Councillors must prioritise finance if they are to survive the next four years.
Once again, Folkestone & Hythe District Council shot themselves in the foot with regards to their mandatory obligations under the Transparency Code 2015
They have failed to publish their payment to suppliers data and their purchase order data, for February and March 2023. As for the procurement card transaction data; of which nearly six years worth of data remains unpublished, we are not holding our breath that it will be published anytime soon. We say that because as far back as March 2022, we were promised the data would be published “soon”.
If Councillors are to get to grips with the Council finances they need to demonstrate their election promises regarding transparency are meet with deeds not words.
The Green party in a press release stated:
“People across Folkestone & Hythe district will get the change they demanded from a new council ready to listen, involve and act in their best interests.”
Well, listen to this then – get the data published – as it allows any resident to see with who, and on what the Council is spending the public pound.

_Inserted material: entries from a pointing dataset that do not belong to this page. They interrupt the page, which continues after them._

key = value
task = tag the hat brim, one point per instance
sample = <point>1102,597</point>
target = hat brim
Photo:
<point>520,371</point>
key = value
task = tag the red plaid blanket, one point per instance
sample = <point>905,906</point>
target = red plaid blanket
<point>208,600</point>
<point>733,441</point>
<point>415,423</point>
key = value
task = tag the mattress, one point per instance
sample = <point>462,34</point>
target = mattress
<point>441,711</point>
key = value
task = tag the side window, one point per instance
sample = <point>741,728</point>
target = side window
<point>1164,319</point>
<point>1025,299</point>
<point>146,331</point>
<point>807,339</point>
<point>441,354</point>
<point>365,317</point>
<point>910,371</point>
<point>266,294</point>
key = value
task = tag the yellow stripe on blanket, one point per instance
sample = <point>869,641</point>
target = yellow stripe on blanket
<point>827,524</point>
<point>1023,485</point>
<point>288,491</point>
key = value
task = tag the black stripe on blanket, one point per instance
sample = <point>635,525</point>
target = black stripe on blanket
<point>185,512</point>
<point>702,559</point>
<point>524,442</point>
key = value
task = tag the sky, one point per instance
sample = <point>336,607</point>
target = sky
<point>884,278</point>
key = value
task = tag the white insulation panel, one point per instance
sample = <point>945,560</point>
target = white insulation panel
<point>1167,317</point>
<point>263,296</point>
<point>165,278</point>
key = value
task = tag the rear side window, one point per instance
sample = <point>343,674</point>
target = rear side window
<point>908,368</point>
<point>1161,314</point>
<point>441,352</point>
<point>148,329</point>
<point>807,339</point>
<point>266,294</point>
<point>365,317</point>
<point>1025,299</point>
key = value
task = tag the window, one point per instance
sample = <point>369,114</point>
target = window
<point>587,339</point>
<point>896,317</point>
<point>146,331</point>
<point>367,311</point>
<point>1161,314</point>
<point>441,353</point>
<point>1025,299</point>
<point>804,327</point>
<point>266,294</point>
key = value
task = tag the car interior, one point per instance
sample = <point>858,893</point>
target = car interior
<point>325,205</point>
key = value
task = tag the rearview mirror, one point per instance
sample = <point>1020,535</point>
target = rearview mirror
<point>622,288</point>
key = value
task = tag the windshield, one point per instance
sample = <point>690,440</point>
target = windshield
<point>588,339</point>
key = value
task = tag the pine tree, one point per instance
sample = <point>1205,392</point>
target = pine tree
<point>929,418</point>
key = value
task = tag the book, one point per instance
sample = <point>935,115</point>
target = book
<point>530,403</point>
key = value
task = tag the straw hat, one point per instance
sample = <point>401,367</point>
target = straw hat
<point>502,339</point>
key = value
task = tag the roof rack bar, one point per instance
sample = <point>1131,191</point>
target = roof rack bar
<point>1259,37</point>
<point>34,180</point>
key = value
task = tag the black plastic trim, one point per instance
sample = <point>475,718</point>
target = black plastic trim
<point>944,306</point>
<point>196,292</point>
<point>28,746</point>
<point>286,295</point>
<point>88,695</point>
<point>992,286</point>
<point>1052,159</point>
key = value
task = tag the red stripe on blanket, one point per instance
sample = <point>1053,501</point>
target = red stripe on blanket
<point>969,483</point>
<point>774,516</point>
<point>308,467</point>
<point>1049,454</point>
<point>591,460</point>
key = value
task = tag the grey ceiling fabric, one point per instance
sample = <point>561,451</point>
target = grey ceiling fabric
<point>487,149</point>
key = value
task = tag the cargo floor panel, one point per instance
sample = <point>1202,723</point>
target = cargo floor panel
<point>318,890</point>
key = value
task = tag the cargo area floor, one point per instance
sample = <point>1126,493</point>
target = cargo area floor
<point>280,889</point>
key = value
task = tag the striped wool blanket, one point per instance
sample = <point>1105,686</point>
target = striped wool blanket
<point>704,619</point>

Some of today’s Cllrs are old hands at watching over the public pound (albeit not very well), others are novices dipping their toes into the world of politics for the very first time. They’ll need to quickly get up to speed as during these difficult economic times the Council’s finances need to be a priority.
Understanding the Council’s finances will be a huge part of their learning curve and is certainly not an easy task. The council funding landscape is difficult, with issues such as low core funding, high inflation and a forecasted budget deficit of £16m over the next four years. Plus in this financial year alone, 2023/24, the Council will need to repay £19m of debt, and the interest of approx £1.5m.
All of this coincides with residents expecting more from their public services.
Councillors are on the front line in building trust between the public and these services. As such, it is extremely important for them to understand the financial situation they are working in.
Regardless of the political persuasion of any elected councillor, they are all now responsible for decisions that affect all 53,500 households which make up our extraordinary district. They all have a duty to their electorate to make good decisions. We accept they are not accountants, but each of our 30 Cllrs need a solid understanding of good financial management and scrutiny if they are to address the unfolding crisis in our public services.
Although the Council’s finances are not yet at the edge of the abyss, they will definitely move that way if there are more contract and financial irregularities. Now more than ever, every public pound must deliver value for money for all households in our wonderful district.
The Shepway Vox Team
The Velvet Voices of Voxatiousness
First thing is to get shot of Susan Priest. If there ever was a person who is totally incapable of performing the job they were employed to do, it’s her. No golden handshake either. Those Monk days are gone.
I wonder whether the mismanagement and disregard of transparency rules is led by the cabinet of councillors, who are mere laymen, or the professional council officers, who are paid a very good salary to supposedly uphold the standards that are expected from them.
Now that we have seen a clear out of the under performing council, maybe it is time to also have a clear out of overpaid officers.
During campaigning I asked about Otterpool to a now elected Councillor Bridget Chapman, who told me in my own home to “shut the fuck up” and walked off. I have sent the ring video to the Shepway Vox Team email address.
This article explains why local council members need to prioritize budgeting over the next four years if they want to see their communities thrive. The article underlines the importance of councillors making educated and responsible financial decisions and illustrates the difficulties local governments confront in successful budget management. It explains why poor financial planning can have dire results and presents solutions that council members can use. The essay as a whole provides an interesting viewpoint on the fiscal duties of District council members and encourages readers to think about the far-reaching effects of their choices.